Badai Datang! Harga Emas Hancur, Jatuh ke Level Terendah Sebulan
- Ratna Dewi
- 0
- Posted on
Harga Emas Anjlok Tajam Setelah Keputusan The Fed dan Sentuh Level Terendah dalam Sebulan

Pasar Emas Global Tertekan Usai Pernyataan The Fed
Harga emas global jatuh signifikan pada perdagangan Rabu, 18 Maret 2026, setelah bank sentral Amerika Serikat, The Federal Reserve, mengumumkan kebijakan terbarunya. Berdasarkan data Refinitiv, harga emas ditutup di level US$4.817,63 per troy ons atau merosot 3,73% dalam sehari.
Penurunan tajam ini langsung membawa harga emas ke posisi terendah sejak 5 Februari 2026. Selain itu, pelemahan harian tersebut menjadi yang terdalam dalam lebih dari satu bulan terakhir, menandakan tekanan besar di pasar logam mulia.
Harga Emas Mulai Bangkit Tipis di Perdagangan Pagi Hari
Meski mengalami tekanan kuat, harga emas mulai menunjukkan tanda pemulihan pada Kamis, 19 Maret 2026. Pada pukul 06.24 WIB, harga emas naik tipis 0,31% ke level US$4.832,52 per troy ons.
Kenaikan ini terjadi setelah aksi jual besar sehari sebelumnya, meskipun pasar masih bergerak hati-hati menunggu perkembangan lanjutan dari kebijakan moneter global.
Pernyataan Jerome Powell Memicu Tekanan Jual di Pasar
Tekanan terhadap emas meningkat setelah Ketua The Fed Jerome Powell menyampaikan bahwa kenaikan harga energi berpotensi mendorong inflasi lebih tinggi. Pernyataan ini langsung memengaruhi ekspektasi pasar terhadap kebijakan suku bunga.
Inflasi yang lebih tinggi membuat ruang bagi The Fed untuk memangkas suku bunga menjadi lebih terbatas. Akibatnya, pelaku pasar kembali mengalihkan perhatian ke dolar AS yang berpotensi menguat.
Penguatan Dolar AS Menekan Permintaan Emas Global
Seiring dengan perubahan ekspektasi tersebut, indeks dolar AS melonjak ke level 100,86 dari posisi sebelumnya di angka 99. Penguatan dolar ini berdampak langsung pada harga emas karena logam mulia diperdagangkan menggunakan mata uang tersebut.

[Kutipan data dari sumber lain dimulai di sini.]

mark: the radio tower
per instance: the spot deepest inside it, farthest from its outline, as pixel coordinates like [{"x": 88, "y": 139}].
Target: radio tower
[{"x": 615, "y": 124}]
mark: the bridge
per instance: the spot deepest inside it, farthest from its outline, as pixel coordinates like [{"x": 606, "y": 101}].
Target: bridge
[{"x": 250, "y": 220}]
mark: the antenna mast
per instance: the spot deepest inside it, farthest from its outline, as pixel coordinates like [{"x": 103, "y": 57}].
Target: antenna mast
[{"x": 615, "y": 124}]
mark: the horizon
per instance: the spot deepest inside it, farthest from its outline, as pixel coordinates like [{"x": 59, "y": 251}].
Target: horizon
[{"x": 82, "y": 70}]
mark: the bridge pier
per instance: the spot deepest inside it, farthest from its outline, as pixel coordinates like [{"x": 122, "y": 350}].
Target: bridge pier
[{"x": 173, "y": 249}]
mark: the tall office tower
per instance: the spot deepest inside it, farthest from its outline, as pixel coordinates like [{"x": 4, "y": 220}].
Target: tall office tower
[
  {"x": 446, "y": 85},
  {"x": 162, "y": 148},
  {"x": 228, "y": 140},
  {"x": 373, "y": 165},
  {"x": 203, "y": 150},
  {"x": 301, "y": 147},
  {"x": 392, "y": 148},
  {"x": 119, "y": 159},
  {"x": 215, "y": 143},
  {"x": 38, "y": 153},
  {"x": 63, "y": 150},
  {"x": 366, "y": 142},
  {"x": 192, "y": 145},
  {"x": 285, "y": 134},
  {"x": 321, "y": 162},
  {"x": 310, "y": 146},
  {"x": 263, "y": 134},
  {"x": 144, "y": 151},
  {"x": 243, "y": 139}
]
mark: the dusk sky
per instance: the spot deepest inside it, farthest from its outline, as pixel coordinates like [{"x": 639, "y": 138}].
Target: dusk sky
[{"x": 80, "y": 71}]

Ketika dolar menguat, harga emas menjadi relatif lebih mahal bagi investor global. Kondisi ini kemudian menekan permintaan dan mempercepat penurunan harga emas di pasar internasional.
The Fed Menahan Suku Bunga dan Mengubah Ekspektasi Pasar
Dalam pertemuan terbarunya, The Fed memutuskan untuk mempertahankan suku bunga di kisaran 3,50% hingga 3,75%. Keputusan ini menjadi yang kedua kalinya secara berturut-turut tanpa perubahan, di tengah ketidakpastian ekonomi global.
Selain itu, bank sentral tersebut hanya memberi sinyal satu kali pemangkasan suku bunga sepanjang tahun ini. Jumlah ini lebih sedikit dibandingkan ekspektasi sebelumnya yang memperkirakan dua kali pemangkasan.
Kebijakan tersebut membuat suku bunga tinggi berpotensi bertahan lebih lama, sehingga menambah tekanan terhadap harga emas sebagai aset non-yielding.
Ketegangan Timur Tengah Berpotensi Menahan Penurunan Emas
Di sisi lain, konflik geopolitik di Timur Tengah mulai memberikan sentimen penahan bagi penurunan harga emas. Iran dan Israel terus melancarkan serangan terhadap fasilitas energi strategis di kawasan tersebut.
Situasi ini memicu kekhawatiran pasar global dan berpotensi mendorong aliran dana ke aset safe haven seperti emas. Dengan demikian, meskipun harga sempat jatuh tajam, ketegangan geopolitik masih membuka peluang bagi emas untuk kembali menguat.